Michigan’s median age jumped to 39 from 35.5 from 2000 to 2010, according to the U.S. Census. The number of residents 65 and older increased by about 12 percent in that period.

The average 2011 federally adjusted gross income for tax filers 65 and older was $46,027, compared with $51,331 for those under 65, according to the state treasury department.

Five states with income taxes exclude public or private pensions — Alabama, Hawaii, Illinois, Mississippi and Pennsylvania — according to a 2010 report by the National Conference of State Legislatures. Kentucky taxes only pension income above $41,100 for most retirees, the most generous exemption among states.

A proposal by Kentucky Gov. Steve Beshear this year to increase pension taxes fizzled amid election politics, said Jason Bailey, director of the nonpartisan Kentucky Center for Economic Policy, which is in Berea. It was part of a sweeping plan to modify state taxes.

A February report by the group said the state loses several hundred million dollars annually in revenue through generous exemptions on retirement income.

“With an aging Baby Boomer population, it’s going to be more of a problem when we exempt huge amounts of their income,” Bailey said in an interview. “We need to do it in a progressive way.
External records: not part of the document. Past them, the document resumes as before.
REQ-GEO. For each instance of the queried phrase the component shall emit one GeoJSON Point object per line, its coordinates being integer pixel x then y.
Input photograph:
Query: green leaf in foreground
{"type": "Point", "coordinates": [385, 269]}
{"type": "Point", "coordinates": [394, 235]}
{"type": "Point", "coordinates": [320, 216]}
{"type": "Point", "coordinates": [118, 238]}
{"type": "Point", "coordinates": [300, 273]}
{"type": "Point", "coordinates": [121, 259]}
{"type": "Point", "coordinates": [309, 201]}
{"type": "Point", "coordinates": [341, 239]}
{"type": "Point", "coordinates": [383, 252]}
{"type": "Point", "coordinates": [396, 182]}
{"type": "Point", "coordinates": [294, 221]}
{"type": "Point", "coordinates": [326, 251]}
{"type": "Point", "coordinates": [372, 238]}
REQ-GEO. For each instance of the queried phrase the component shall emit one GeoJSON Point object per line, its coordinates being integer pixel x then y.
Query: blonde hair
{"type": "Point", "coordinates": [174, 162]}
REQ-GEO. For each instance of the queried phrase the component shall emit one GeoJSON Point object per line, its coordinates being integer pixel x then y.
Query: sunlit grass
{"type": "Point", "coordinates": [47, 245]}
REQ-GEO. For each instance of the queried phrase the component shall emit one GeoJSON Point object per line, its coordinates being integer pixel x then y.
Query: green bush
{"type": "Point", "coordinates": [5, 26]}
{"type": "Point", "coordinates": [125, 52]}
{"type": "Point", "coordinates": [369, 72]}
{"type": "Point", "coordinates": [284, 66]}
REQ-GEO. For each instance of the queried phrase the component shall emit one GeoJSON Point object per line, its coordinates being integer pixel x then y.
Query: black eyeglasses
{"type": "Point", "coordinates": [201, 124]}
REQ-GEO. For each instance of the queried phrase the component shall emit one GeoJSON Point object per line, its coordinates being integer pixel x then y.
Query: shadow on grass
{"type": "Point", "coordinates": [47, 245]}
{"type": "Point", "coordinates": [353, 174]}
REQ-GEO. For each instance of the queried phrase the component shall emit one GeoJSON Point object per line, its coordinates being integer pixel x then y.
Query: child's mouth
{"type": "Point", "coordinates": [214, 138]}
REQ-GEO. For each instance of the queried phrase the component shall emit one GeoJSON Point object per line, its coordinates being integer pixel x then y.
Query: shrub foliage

Not doing it, from a policy perspective, is very harmful.”

The impact of taxes on retirees has been debated among economists. A May report by the Center for Budget and Policy Priorities concluded that taxes had little impact on where people choose to live. Jobs, housing costs, family matters and warmer climates are more likely reasons why people migrate from state to state, according to the study.

A rebuttal by the American Legislative Exchange Council, a corporate-funded group, said taxes do influence businesses and individuals. Lower taxes promote economic growth, which in turn attracts more people seeking jobs, the report said.

Michigan seniors are angered by a combination of Snyder-led tax changes, including the pension rules and reduced property credits, said Mark Hornbeck, spokesman for AARP Michigan, based in Lansing.

“Some thought the tradeoff for a lower business tax was OK,” Hornbeck said. “Most of the feedback we got was that the pension tax was not fair.”

He said AARP, formerly the American Association of Retired Persons, lobbied to reduce the tax increase. AARP doesn’t endorse candidates, he said.

Pension taxes probably won’t decide the race for governor, “but stranger things have happened,” said Bill Ballenger, founder of the Lansing-based newsletter, Inside Michigan Politics.

“How often to Democrats have a chance to campaign against Republicans on taxes?” Ballenger said in an interview. “Snyder gave them a gift.”